PITTSBURGH — The goalie battle is on. Pittsburgh Penguins starting goaltender Matt Murray made 38 saves including more than a few saves beyond the routine as the Penguins beat the LA Kings, Saturday. And most importantly, Matt Murray may have found his smile.
The Penguins patchwork defense without top defenseman Kris Letang did little in the way of shot suppression. LA is the lowest scoring team in the NHL but Saturday they blitzed the Penguins zone. Including a 100-foot breakaway by Tyler Toffoli, the Kings had more than half of the scoring chances in the game and well more than half of the high danger chances. But Murray was a difference maker.
“I was really excited. I was having a blast out there,” Murray said. “Just being back out there, I was very thankful.”
Murray missed the past seven games with a lower body injury. He was placed on IR back on Nov. 23. The cherry on the Murray sundae was the victory. The Penguins third win in their past four games.
“I thought Matt was really good,” said Penguins head coach Mike Sullivan. “I thought he got better as the game went on.”
Murray snared a one-timer from All-Star defenseman Drew Doughty early in the third period, as Doughty shook his head and stared at the heavens.

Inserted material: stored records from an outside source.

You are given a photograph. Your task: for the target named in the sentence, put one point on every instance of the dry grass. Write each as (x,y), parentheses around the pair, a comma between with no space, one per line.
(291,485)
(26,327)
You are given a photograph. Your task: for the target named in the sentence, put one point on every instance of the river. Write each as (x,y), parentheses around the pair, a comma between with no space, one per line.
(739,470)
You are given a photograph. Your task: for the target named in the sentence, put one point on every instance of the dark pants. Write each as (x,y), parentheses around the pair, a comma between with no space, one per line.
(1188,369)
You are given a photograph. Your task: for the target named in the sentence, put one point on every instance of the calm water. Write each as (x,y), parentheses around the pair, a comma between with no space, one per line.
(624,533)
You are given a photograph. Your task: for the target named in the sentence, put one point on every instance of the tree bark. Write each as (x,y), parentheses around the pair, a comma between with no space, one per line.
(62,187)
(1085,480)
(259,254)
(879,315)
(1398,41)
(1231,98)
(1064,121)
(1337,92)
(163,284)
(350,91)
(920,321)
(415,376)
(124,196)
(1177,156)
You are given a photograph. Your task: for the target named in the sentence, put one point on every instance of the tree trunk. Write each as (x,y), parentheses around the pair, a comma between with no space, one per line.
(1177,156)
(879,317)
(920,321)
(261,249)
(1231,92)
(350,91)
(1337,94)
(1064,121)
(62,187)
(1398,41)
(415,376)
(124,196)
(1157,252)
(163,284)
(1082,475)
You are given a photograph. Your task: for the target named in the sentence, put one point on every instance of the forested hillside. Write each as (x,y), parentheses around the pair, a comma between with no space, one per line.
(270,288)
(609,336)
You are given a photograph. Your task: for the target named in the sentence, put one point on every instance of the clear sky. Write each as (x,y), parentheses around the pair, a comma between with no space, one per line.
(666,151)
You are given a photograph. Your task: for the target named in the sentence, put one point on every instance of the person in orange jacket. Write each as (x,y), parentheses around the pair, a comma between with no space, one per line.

Murray also stopped Tyler Toffoli on a breakaway in overtime. The goalie was at his best in overtime as he again gave a glimpse of the type of clutch performance which has defined his NHL career.
Murray stopped all four shots in overtime, including a few which had the PPG Paints Arena crowd gasping for air.
“It was really good to see him play to his level and the confidence he showed,” said Matt Cullen. “Obviously, some monster stops in overtime. I’m really happy for him. It was a big one for us.”
Murray, 24, made the 42-year-old Cullen, known as “Dad” happy. It was that kind of night for the big goaltender. The hard saves which eluded him earlier in the season and the bad breaks which went against him this season suddenly went his way. Like the deflected shot which caromed off the back of Jamie Oleksiak’s skate in the third period but went wide.
When things are going poorly, that puck goes in. Instead, it went a couple of feet wide and the play continued.
In overtime, Murray shined. In a glimpse into Murray’s thought process, the goaltender reflected on the overtime performance despite being asked about his overall game.
“If you’re able to make a save in overtime, it can be a big momentum swinger,” Murray said. “Obviously, you see how much open ice there is, and everybody is trying to score.”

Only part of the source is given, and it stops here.